Laidlaw believes if Scotland can get over the barrier and register a win on Saturday they can look to finish the tournament on a high.

After losses to England and Wales in the first two matches of this year’s competition, the clash against the equally winless Italians is looming as an absolutely pivotal encounter, with a lurch towards an unthinkable second straight Wooden Spoon whitewash a distinct possibility if things go wrong.

“It is not difficult to convince the team,” said Laidlaw. “They understand we are not playing badly. We are playing against good teams.

“Wales away is a tough place to go and win while England took their couple of opportunities. If we took ours we could have tipped the balance and won the game.

“Morale is frustrated. Certainly not low.”

Laidlaw called a team meeting after an extended training session yesterday morning and is leaving no stone unturned in the search for that elusive victory.
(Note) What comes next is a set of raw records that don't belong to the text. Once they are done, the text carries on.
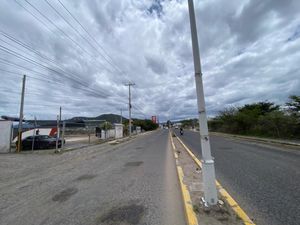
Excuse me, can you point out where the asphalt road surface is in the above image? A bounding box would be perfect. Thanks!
[176,130,300,225]
[0,131,185,225]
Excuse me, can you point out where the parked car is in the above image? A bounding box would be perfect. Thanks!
[16,135,66,150]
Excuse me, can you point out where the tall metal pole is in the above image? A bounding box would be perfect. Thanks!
[125,82,135,136]
[120,109,123,124]
[31,117,36,151]
[61,121,66,150]
[17,75,26,152]
[58,106,61,137]
[188,0,218,205]
[55,115,59,152]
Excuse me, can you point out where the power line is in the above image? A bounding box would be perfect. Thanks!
[15,0,121,76]
[44,0,122,78]
[0,45,108,97]
[58,0,127,79]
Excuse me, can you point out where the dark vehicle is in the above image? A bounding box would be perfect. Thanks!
[16,135,66,150]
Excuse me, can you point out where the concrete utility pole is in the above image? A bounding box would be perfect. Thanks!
[188,0,218,205]
[125,82,135,136]
[17,75,26,152]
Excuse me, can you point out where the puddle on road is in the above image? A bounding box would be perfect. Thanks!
[76,174,97,181]
[97,204,145,225]
[52,187,78,202]
[124,161,144,167]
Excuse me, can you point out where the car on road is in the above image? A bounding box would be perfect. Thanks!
[16,135,66,150]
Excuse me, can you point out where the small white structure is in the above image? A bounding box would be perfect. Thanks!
[115,123,123,139]
[136,127,142,134]
[101,129,115,140]
[0,120,12,153]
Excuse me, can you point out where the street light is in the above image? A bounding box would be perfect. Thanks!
[188,0,218,206]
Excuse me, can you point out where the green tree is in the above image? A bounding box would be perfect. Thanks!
[285,95,300,114]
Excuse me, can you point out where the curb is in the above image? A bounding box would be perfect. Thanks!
[210,132,300,147]
[176,136,255,225]
[169,133,198,225]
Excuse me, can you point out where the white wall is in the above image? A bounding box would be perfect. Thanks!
[0,120,12,153]
[115,124,123,138]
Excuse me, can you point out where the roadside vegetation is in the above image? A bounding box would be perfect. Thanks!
[208,95,300,139]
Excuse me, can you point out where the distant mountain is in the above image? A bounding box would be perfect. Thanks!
[69,114,127,123]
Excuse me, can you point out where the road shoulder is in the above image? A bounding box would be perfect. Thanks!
[170,132,254,225]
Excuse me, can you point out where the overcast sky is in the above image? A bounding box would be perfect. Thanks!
[0,0,300,121]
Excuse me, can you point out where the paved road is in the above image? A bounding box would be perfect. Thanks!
[0,131,185,225]
[175,131,300,225]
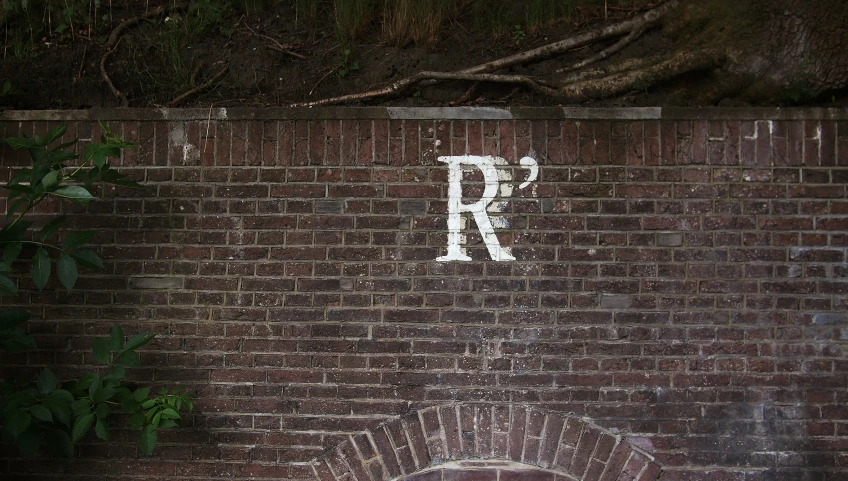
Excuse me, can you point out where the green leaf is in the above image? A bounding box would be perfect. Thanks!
[71,414,94,444]
[91,337,112,364]
[88,377,103,398]
[3,242,24,266]
[162,408,182,419]
[159,419,179,429]
[94,403,112,419]
[3,409,32,439]
[138,424,156,456]
[32,247,50,291]
[18,426,42,458]
[109,322,124,352]
[41,393,72,426]
[49,389,74,403]
[0,275,18,296]
[124,332,156,351]
[130,411,144,430]
[3,137,41,150]
[44,429,74,458]
[6,198,27,218]
[150,411,162,428]
[38,215,65,242]
[118,351,141,367]
[112,364,127,380]
[91,385,115,403]
[52,185,94,206]
[62,231,97,250]
[37,369,57,395]
[74,372,99,394]
[94,418,109,441]
[29,404,53,423]
[133,387,152,402]
[56,252,79,292]
[44,124,68,145]
[71,249,103,269]
[71,398,91,417]
[41,170,62,190]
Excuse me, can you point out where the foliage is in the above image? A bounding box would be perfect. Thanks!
[336,48,359,78]
[0,124,192,457]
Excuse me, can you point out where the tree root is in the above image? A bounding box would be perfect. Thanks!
[554,50,725,103]
[556,27,645,73]
[289,71,557,107]
[168,65,229,107]
[100,38,130,107]
[290,0,683,107]
[100,5,185,107]
[244,23,306,60]
[104,5,185,50]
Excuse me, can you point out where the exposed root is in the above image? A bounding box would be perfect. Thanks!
[100,38,130,107]
[557,56,663,85]
[556,50,724,103]
[448,82,480,106]
[104,5,180,49]
[556,27,645,73]
[434,0,679,73]
[244,23,306,60]
[289,71,557,107]
[100,5,185,107]
[294,0,679,107]
[168,65,229,107]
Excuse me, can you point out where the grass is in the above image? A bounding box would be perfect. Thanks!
[382,0,465,46]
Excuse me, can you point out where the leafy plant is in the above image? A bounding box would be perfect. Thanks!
[336,48,359,78]
[0,124,193,457]
[0,324,193,458]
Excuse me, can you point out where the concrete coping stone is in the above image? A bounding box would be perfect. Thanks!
[0,107,848,122]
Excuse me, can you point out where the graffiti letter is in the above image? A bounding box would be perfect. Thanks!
[436,155,515,261]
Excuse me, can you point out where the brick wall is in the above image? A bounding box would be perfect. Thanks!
[0,108,848,481]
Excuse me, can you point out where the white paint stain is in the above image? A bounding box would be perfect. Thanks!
[436,155,515,261]
[518,157,539,188]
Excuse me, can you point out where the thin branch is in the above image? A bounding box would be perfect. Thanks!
[244,23,306,60]
[444,0,680,73]
[294,0,679,107]
[289,71,557,107]
[556,50,725,103]
[449,82,480,105]
[100,37,130,107]
[168,65,229,107]
[556,26,645,73]
[104,5,174,49]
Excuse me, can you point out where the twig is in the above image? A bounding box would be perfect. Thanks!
[244,23,306,60]
[168,65,229,107]
[434,0,680,79]
[289,71,557,107]
[104,5,179,49]
[309,64,341,95]
[449,82,480,105]
[557,50,725,102]
[291,0,679,107]
[77,45,88,80]
[556,27,645,73]
[100,37,130,107]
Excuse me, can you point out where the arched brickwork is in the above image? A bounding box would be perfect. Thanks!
[312,403,662,481]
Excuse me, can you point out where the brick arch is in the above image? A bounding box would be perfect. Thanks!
[311,403,662,481]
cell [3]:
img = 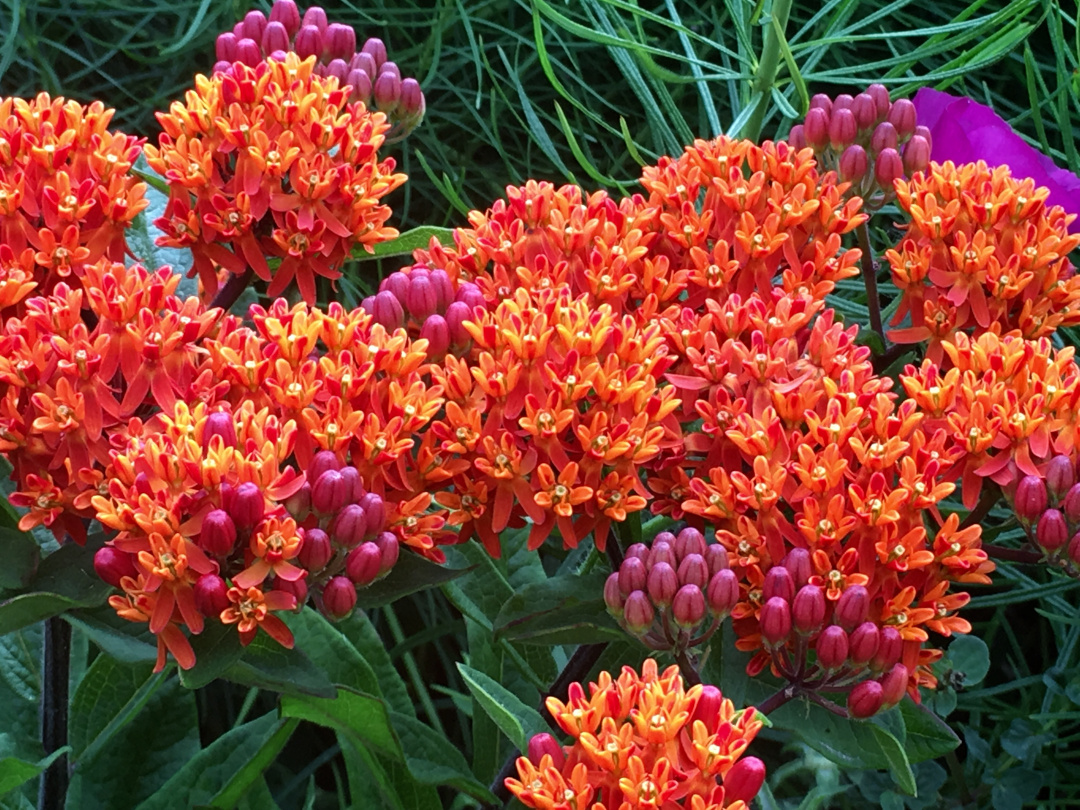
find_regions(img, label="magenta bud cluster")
[604,527,740,649]
[361,267,485,360]
[214,0,426,143]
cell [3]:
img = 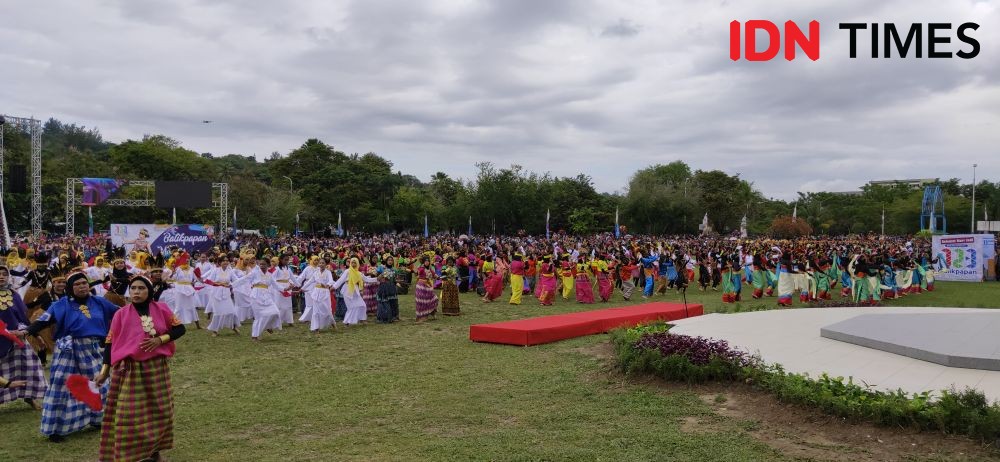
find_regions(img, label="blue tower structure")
[920,186,948,233]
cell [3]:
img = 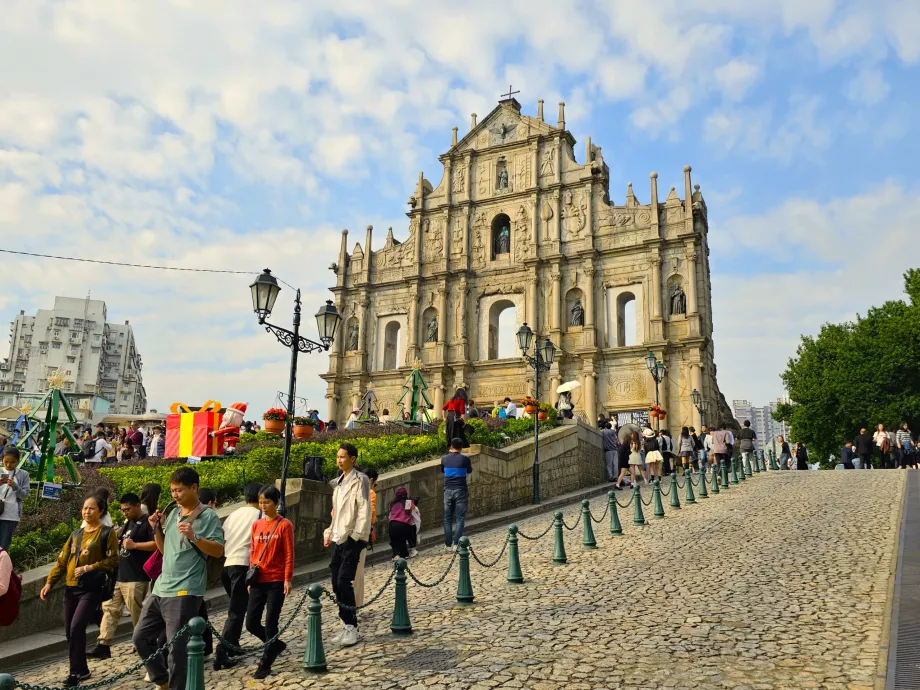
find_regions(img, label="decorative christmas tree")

“It was an extremely tough session. Afterwards, we tidied up a few things at the end of training and then we went to our meeting,” explained the Gloucester scrum-half. “We wanted to run through a few things, tidy up a few things and chat through a few things.
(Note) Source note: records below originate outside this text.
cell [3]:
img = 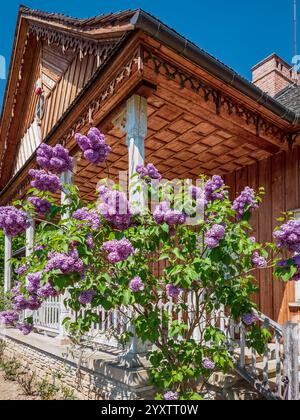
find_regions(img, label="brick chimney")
[252,54,299,97]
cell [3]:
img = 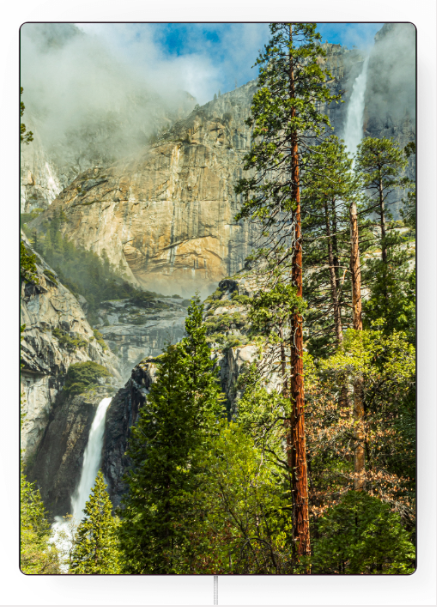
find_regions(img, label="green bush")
[52,327,88,352]
[20,240,38,284]
[64,361,111,395]
[93,332,109,351]
[312,491,415,574]
[44,270,58,285]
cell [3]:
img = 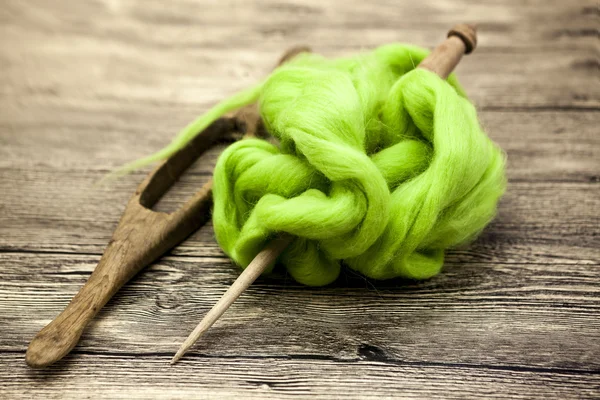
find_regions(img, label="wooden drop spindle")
[171,24,477,364]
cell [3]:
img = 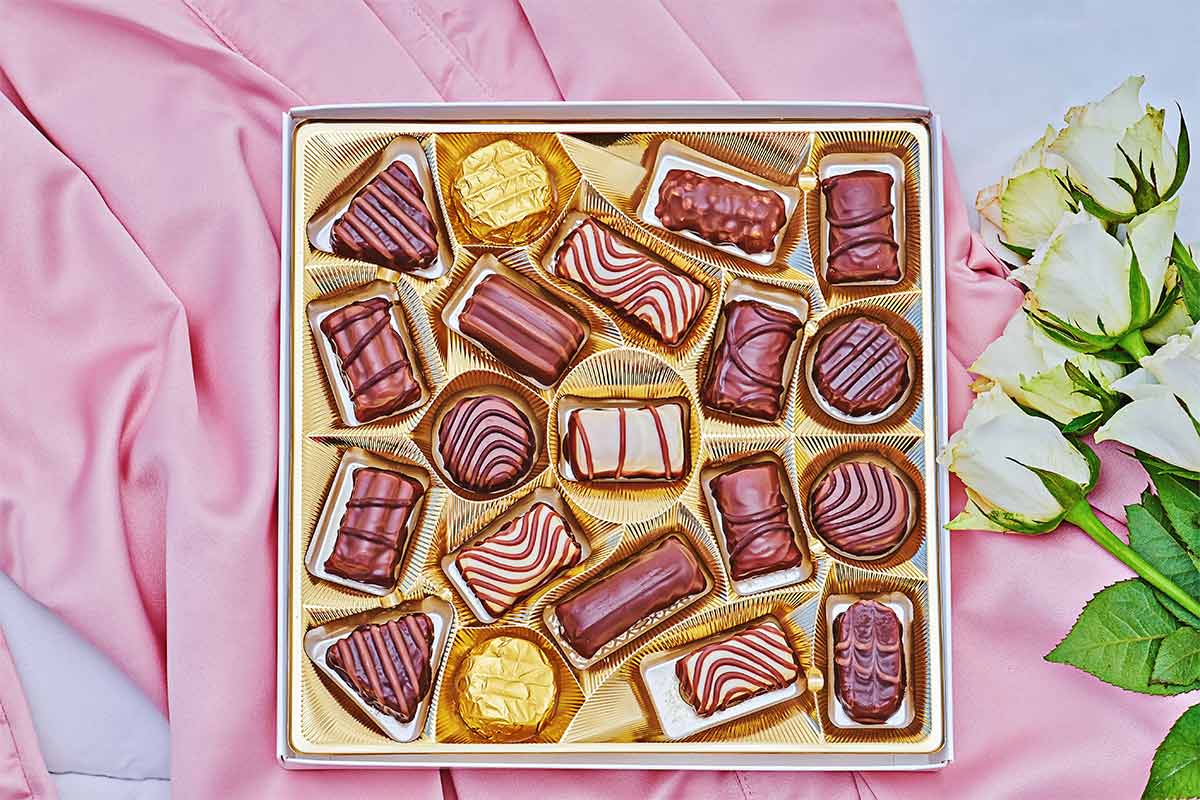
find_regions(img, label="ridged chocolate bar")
[330,161,438,272]
[325,467,425,587]
[654,169,787,255]
[458,273,587,386]
[320,297,421,422]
“At the players meeting, we discussed what we want to do at different periods of the game. I can’t give away too much but we wanted to meet and discuss things after the training session.”
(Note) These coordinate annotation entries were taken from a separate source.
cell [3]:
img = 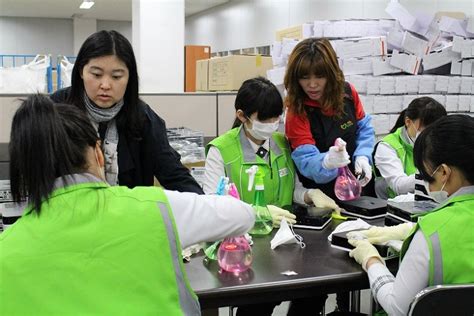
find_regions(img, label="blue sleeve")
[353,113,375,164]
[291,145,337,183]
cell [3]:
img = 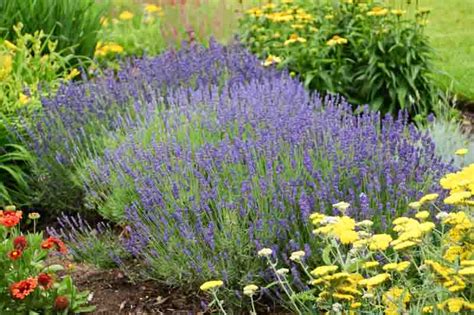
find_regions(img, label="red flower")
[0,210,23,228]
[13,235,28,250]
[8,249,23,260]
[10,278,38,300]
[41,236,67,254]
[38,273,53,290]
[54,295,69,311]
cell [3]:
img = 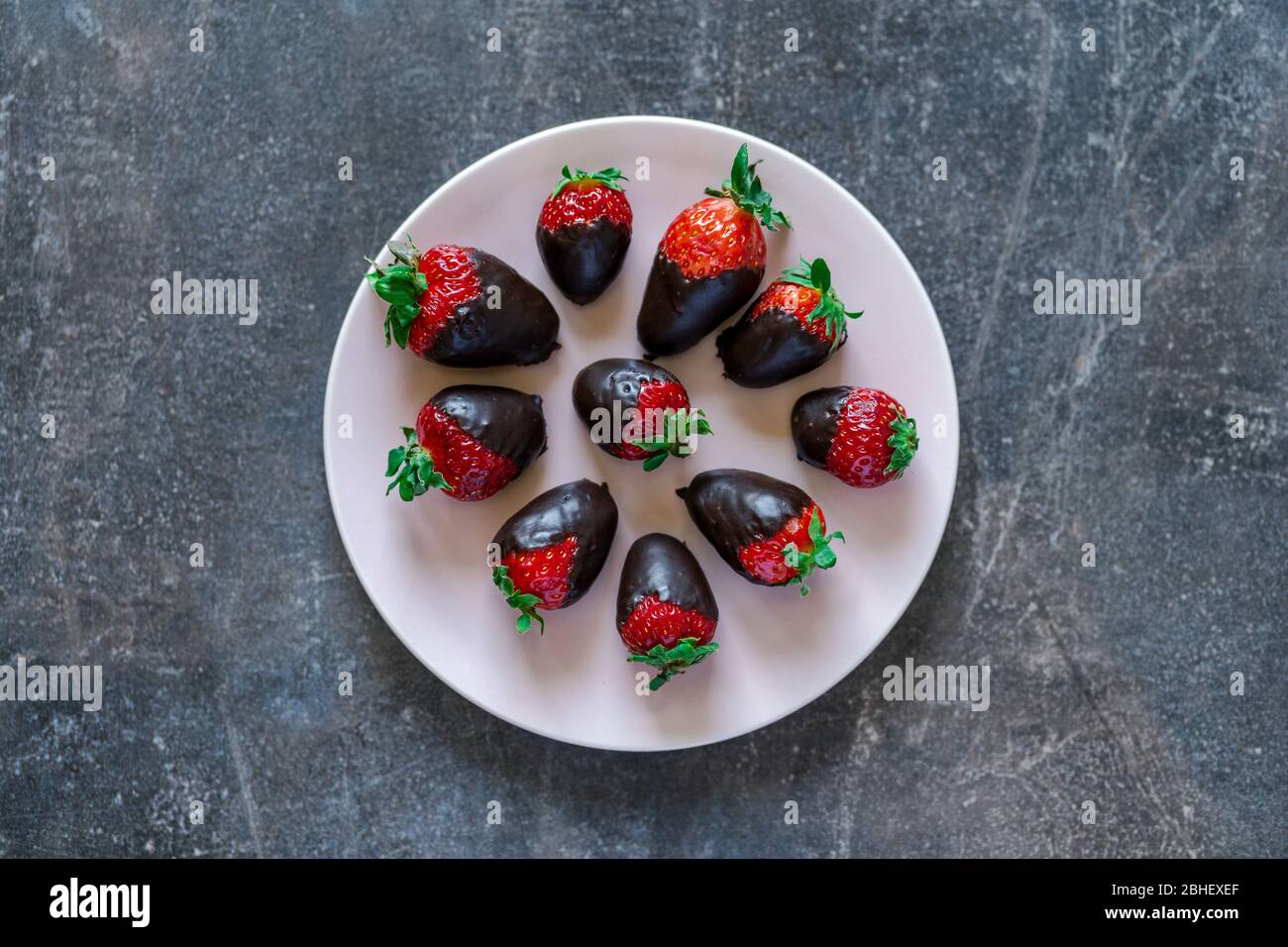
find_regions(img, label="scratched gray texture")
[0,0,1288,857]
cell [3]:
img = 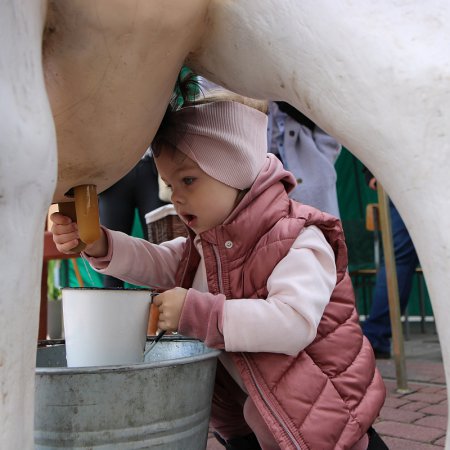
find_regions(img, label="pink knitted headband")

Laidlaw is well aware that Italy will be fired up for the visit of the opponents they have had by far their best record against, but feels that just getting that win could act as a catalyst.

“They’ll be stuffy, trying to target this game, clearly,” he said. “Strong scrum, strong lineout, that’s pretty much what we expect and they’ll look to play off the back of that as well.

“There’s a lot riding on the game and we understand that. The good thing is there’s three games to go and, if we can get a positive performance that brings us that win, we then return home to Murrayfield after a week off against France.

“The tournament’s tight, there’s nobody really that far ahead I don’t think.”

Laidlaw continues to preach a positive outlook and views that as the only way to break free from the losing habit.

“We’ve got to play with confidence, 100 per cent,” he said. “I think we are playing with confidence, we’re playing well, we simply need to squeeze a little bit more out of each other to get over the line.

“Just tidy up those little instances from around the game. If we do that, we’ll be in a good frame of mind.

“We’ve got to play with confidence, especially the strike runners. [Stuart] Hogg was excellent against England and unfortunately was hurt against Wales but Tommy [Seymour] took up the mantle. We need to give these boys licence to go and play well.”

Laidlaw knows that his own performance sets the tone and felt he stepped up well in Cardiff during that 27-23 defeat.

“I have tried to make a few tweaks and I want to try and improve as a leader,” he continued.

“I look at my performance in Cardiff and I was happy how I played. If you perform well, other players will perform well. I have to put my performance first and, if I lead, then others can follow off the back of it.”

Scotland know Italy as well as any international team at present, having come up against them three times in the past 12 months – following up the agonising 22-19 home loss in the Six Nations with two wins in World Cup warm-up Tests.

The second of those summer clashes was a thumping 48-7 victory at BT Murrayfield but Laidlaw knows the Italians will go into this game confident they can notch an eighth Six Nations win over the Scots.

“We understand Italy will back themselves and we don’t have any control over that,” he said.

“We simply concentrate on ourselves.

“They shipped a fair few points at home last time [a 40-9 home defeat by England] so we think we can see opportunities if we play properly, we can cause them problems.”